IF there’s one thing this teacher has learnt during her 20-plus years, it’s that de-escalating a classroom situation is absolutely vital to a good outcome for students.
This Central West high school teacher, who has asked not to be named, loves her work and the ability it provides her to make a real difference with the students she teaches.
But, her role educating young people comes with a dark side – students who are struggling often take their frustrations out on classmates, teachers and staff.
“Online bullying is a major issue,” she said.
“And, often, as soon as kids have issues they self-harm, it’s a really big issue.”
In recent times, she was cornered by a male student in her class.
“I could see him coming, but I got myself out of the situation,” she said.
“You feel threatened.
“You feel it afterwards, you feel it could have gotten out of control.”
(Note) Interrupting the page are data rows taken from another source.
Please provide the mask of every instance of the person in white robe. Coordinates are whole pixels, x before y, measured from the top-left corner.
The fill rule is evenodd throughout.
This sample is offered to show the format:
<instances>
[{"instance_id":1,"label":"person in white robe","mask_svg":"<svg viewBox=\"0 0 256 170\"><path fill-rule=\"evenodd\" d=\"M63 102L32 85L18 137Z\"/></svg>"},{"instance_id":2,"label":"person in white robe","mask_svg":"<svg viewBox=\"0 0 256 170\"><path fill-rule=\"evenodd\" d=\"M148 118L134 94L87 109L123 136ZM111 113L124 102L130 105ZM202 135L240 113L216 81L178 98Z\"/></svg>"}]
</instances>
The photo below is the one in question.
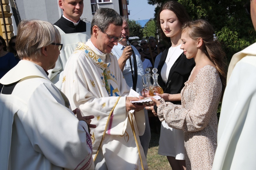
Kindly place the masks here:
<instances>
[{"instance_id":1,"label":"person in white robe","mask_svg":"<svg viewBox=\"0 0 256 170\"><path fill-rule=\"evenodd\" d=\"M114 10L98 9L91 39L79 44L64 69L61 90L71 108L96 118L91 131L95 169L148 169L139 137L145 130L144 106L130 102L139 99L127 96L130 88L111 52L123 38L122 24Z\"/></svg>"},{"instance_id":2,"label":"person in white robe","mask_svg":"<svg viewBox=\"0 0 256 170\"><path fill-rule=\"evenodd\" d=\"M256 30L256 0L250 3ZM213 170L255 169L255 48L254 43L234 54L229 66Z\"/></svg>"},{"instance_id":3,"label":"person in white robe","mask_svg":"<svg viewBox=\"0 0 256 170\"><path fill-rule=\"evenodd\" d=\"M55 67L48 71L51 81L60 90L67 61L78 42L85 42L90 38L91 25L80 18L84 8L83 0L58 0L58 4L63 14L54 25L60 32L63 48Z\"/></svg>"},{"instance_id":4,"label":"person in white robe","mask_svg":"<svg viewBox=\"0 0 256 170\"><path fill-rule=\"evenodd\" d=\"M123 36L126 38L124 38L121 41L119 42L117 45L114 46L112 51L118 60L119 68L121 71L123 70L123 75L125 78L126 83L131 88L141 95L141 92L143 89L142 78L145 74L145 72L143 69L143 64L141 60L140 55L136 48L132 45L127 47L127 40L126 36L127 36L129 37L130 36L129 26L127 20L123 17L123 29L121 34ZM134 57L136 58L136 60L133 60ZM130 63L130 58L131 65ZM137 67L137 69L135 69L134 68L135 61L136 65L136 66ZM134 76L132 75L132 69L133 70L132 73ZM135 72L136 71L137 72L137 73ZM136 74L137 76L135 75ZM136 77L137 80L135 81L134 79ZM133 81L134 81L135 87L133 87ZM151 138L151 134L147 111L146 109L144 109L144 114L146 127L144 134L142 136L140 136L140 140L146 158L147 150L148 149Z\"/></svg>"},{"instance_id":5,"label":"person in white robe","mask_svg":"<svg viewBox=\"0 0 256 170\"><path fill-rule=\"evenodd\" d=\"M16 46L23 60L0 80L1 169L94 169L89 129L95 128L89 124L94 117L73 113L47 76L60 40L49 22L19 24Z\"/></svg>"}]
</instances>

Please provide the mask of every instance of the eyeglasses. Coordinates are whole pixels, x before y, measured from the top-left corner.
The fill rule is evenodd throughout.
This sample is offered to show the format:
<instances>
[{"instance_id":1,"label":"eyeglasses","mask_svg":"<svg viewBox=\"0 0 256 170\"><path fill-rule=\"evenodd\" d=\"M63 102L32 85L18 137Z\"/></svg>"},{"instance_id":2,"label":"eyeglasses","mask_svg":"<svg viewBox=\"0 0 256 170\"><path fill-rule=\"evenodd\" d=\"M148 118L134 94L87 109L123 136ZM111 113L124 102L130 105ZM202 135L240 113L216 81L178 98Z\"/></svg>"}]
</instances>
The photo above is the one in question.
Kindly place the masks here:
<instances>
[{"instance_id":1,"label":"eyeglasses","mask_svg":"<svg viewBox=\"0 0 256 170\"><path fill-rule=\"evenodd\" d=\"M164 46L163 47L159 47L159 49L160 49L160 50L163 50L164 49L165 49L165 47Z\"/></svg>"},{"instance_id":2,"label":"eyeglasses","mask_svg":"<svg viewBox=\"0 0 256 170\"><path fill-rule=\"evenodd\" d=\"M102 29L99 27L99 28L101 30L101 32L102 32L107 35L108 37L110 38L109 40L109 42L113 42L115 41L115 40L117 40L117 42L120 42L124 38L123 37L112 37L112 36L110 36L109 34L106 33L105 31L103 31Z\"/></svg>"},{"instance_id":3,"label":"eyeglasses","mask_svg":"<svg viewBox=\"0 0 256 170\"><path fill-rule=\"evenodd\" d=\"M246 4L244 5L244 7L245 8L246 13L250 15L251 15L251 1L249 1Z\"/></svg>"},{"instance_id":4,"label":"eyeglasses","mask_svg":"<svg viewBox=\"0 0 256 170\"><path fill-rule=\"evenodd\" d=\"M140 52L142 52L142 49L139 49L138 50L138 51L139 51Z\"/></svg>"},{"instance_id":5,"label":"eyeglasses","mask_svg":"<svg viewBox=\"0 0 256 170\"><path fill-rule=\"evenodd\" d=\"M62 49L62 47L63 46L63 45L62 44L55 43L54 42L53 42L51 44L54 45L55 46L58 46L58 48L59 49L59 51L61 50L61 49Z\"/></svg>"}]
</instances>

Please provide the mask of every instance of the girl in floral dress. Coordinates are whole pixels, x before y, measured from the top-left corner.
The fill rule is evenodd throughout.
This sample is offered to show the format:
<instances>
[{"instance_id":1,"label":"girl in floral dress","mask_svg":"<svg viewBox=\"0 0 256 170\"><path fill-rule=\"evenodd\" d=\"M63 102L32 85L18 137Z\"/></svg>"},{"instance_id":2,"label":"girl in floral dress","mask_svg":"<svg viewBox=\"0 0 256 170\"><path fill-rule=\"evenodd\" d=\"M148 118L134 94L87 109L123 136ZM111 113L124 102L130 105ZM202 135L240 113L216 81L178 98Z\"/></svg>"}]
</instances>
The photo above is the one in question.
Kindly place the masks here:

We do training with violence and how to de-esculate the problem before it becomes bigger. You’re constantly using it all the time, some teachers do it better than others.
Despite this, the teacher said it was a “rare situation” in her own teaching history and her training had played a very big part in keeping her and her students safe.
“We do training with violence and how to de-esculate the problem before it becomes bigger,” she said.
“You’re constantly using it all the time, some teachers do it better than others.
“Calm yourself down before you speak to them.”
This teachers said clear, calm communication with students was absolutely vital.
“You tell them how you’re feeling and they don’t always realise that they’re making you feel that way,” she said.
“You need to talk to them in a calm voice.”
As a parent herself, this teacher had advice for anyone with teenagers.
“Just keep talking your kids, make sure you know where they are and what they’re doing,” she said.
“Maintaining that communication is so important.
“That time at dinner and breakfast is the most important time.”
With regards to the number of student welfare issues in the latest NSW Department of Education report, this teacher said “everything is reportable” these days.
“As soon as a kid tells you something you’ve got to report it, even though it could be an off-the-cuff comment and they don’t really mean it,” she said.